During our recent book tour, Terri Bocklund sang of genius loci, the spirit of place. How the spirit of a certain place can draw us, inform us, dream us. (Visit her blog, here, to learn more of her love of Lake Superior.)
The rising spirit of a lake, or prairie, or mountain, might ignite our heart and create music through us. Or stories. Or deep connections which refuse logical arguments.
The boundaries between place and person might blur, as each gifts the other with precious beauty, creativity, delight.
So shall I speak now of Lake Huron, my first love?
My grandparents owned a cottage high on a bluff above this sandy lake in Forestville, Michigan, where I stepped in a cake on my first birthday. (Family photos declare this is true. A tiny Kathy steps in a pristine cake, shame on her, causing peals of laughter to echo decades later.)
We called a friend of my grandpa’s “Fred Petunia”. He ate a petunia petal in front of us kids one lazy summer afternoon while the waves pounded the beach and we lounged in the hammock, drowsy-eyed and ready to be entertained.
He announced the nourishment of petunias and we stared aghast as the petal fell into his open mouth and he swallowed.
No magician could have entertained us so! No Internet could have mesmerized us thus. We thought it unthinkable–that a grown man might eat a flower.
My grandpa sharpened silver knives on a grinding stone behind the cottage, whetting them with water, sharpening them just so.
He carried out the compost from Grandma’s kitchen with the dull knives and we stood, fascinated, as he worked the pedals of the grinding stone bike. Later, we wandered back on the property to a bridge he built and he told us tall tales, none of which I can remember.
I remember his hand holding mine.
I remember Grandma in her apron.
I remember the Weekly Readers which arrived in the summer, one each week, which I devoured whole, delighted in this world of words.
I remember the garter snakes which writhed on the hill down to the lake at certain times of year, scaring us to death, except for my brave brothers who pretended they didn’t care and sometimes waved a snake in an unsuspecting sister’s face.
I remember the ritual of the Flag. How Grandpa and Grandma reverentially carried the American flag out to the flagpole overlooking the lake. How we stood in silence as Grandpa pulled the flag up. How it meant we were THERE, at the lake, with the flag waving in the wind, signifying something more than our small presence.
I remember the foghorns of the freighters in the depth of night, consoling us, healing us, wrapping us with a sense of security in the cedar-smelling walls of the cottage.
I remember family movies of us buried in sand, only our heads and toes showing, our parents so young and laughing, so innocent.

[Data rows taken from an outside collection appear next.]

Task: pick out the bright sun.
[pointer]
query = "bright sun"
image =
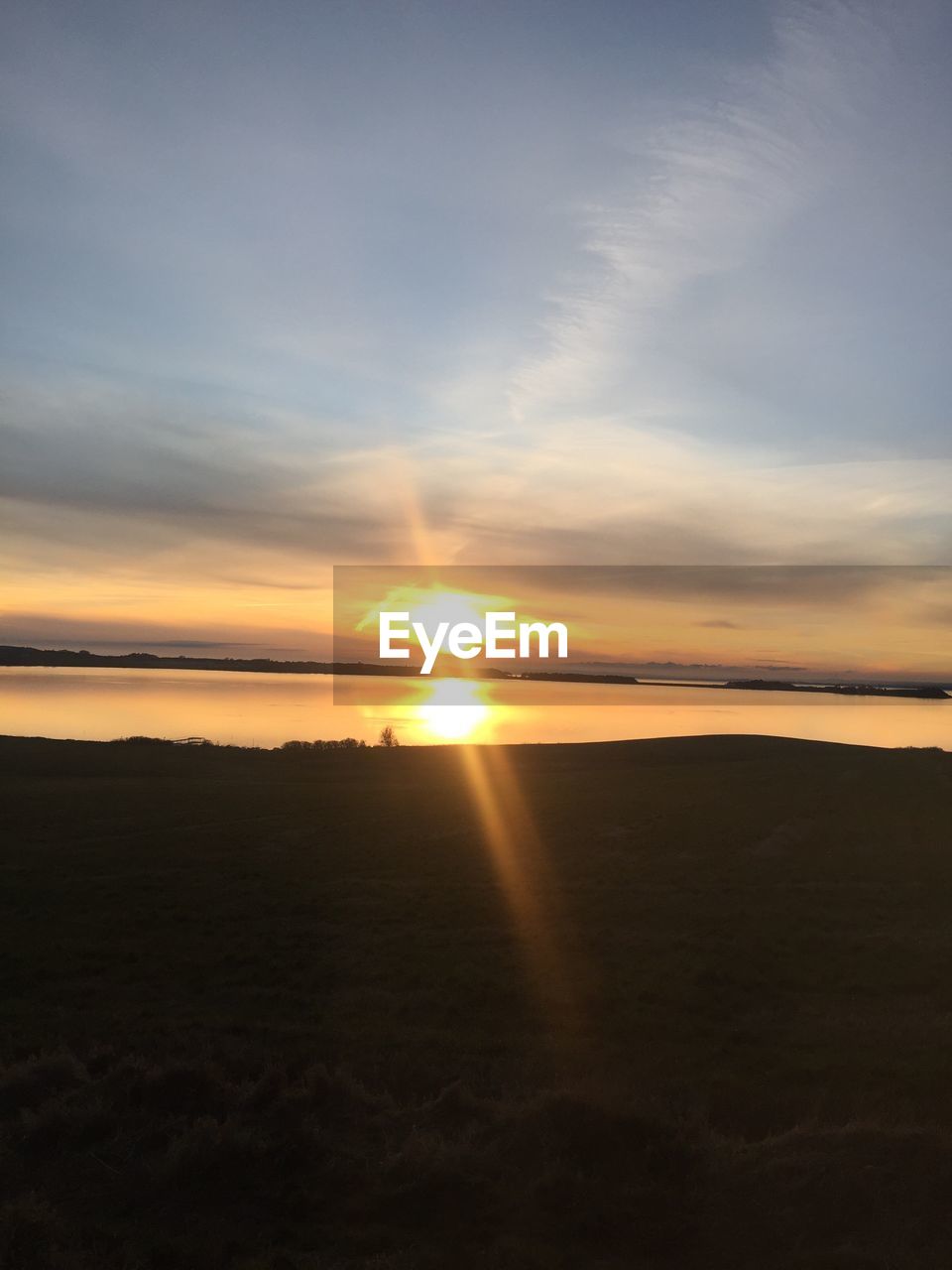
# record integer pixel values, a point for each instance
(453, 710)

And don’t you remember dancing to Oklahoma! musical on the huge 78 rpm records in the corner, feeling a delight larger than your eight years old? Don’t you remember that feeling that the world awaited you in grand magnificence like Oh What a Beautiful Morning and Surrey with the Fringe on Top?
Then I’m nine years old and our beloved dog, Buttons, all yippy bark and crazy energy, up and died on us here at the cottage, the safest place in the world.

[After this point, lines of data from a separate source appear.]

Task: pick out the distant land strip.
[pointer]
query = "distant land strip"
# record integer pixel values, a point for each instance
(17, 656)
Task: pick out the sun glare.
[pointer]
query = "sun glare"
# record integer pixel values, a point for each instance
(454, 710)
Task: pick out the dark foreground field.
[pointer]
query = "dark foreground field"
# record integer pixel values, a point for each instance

He swallowed a fish bone from down on the sandy beach one fine July morning and choked and died.
Just like that, our Buttons perished.
I wept so many tears that Lake Huron flooded, or so it seemed to this third grader.
I wept so many tears and could not imagine a worse fate until early the following summer when They said, “We’re selling the cottage.”
And they sold the cottage, they sold Lake Huron out from under my freckled face, my sandy swimsuit, my wandering along the beach.
Years later, settled along the shores of Lake Superior, I still dreamed of Lake Huron. I dreamed of the loon-call of the freighters. I dreamed of Fred Petunia, the Weekly Readers, the grindstone, my beloved grandparents.
Night after night I dreamed, until one night, how many years ago? the dreams ceased, gently, like the softest of waves on a midnight eve.
Last week I visited my first love again. Oh, how he laps the shore with his Huron waves. Oh, how he still sings with birdsong and flowers. Oh, how Lake Huron still calls a portion of my heart with his rowboats and sandbars.
Do you have a place which still calls you, a first love of the earth, a place which you call home, even though you may have whispered goodbye oh-so-many years past?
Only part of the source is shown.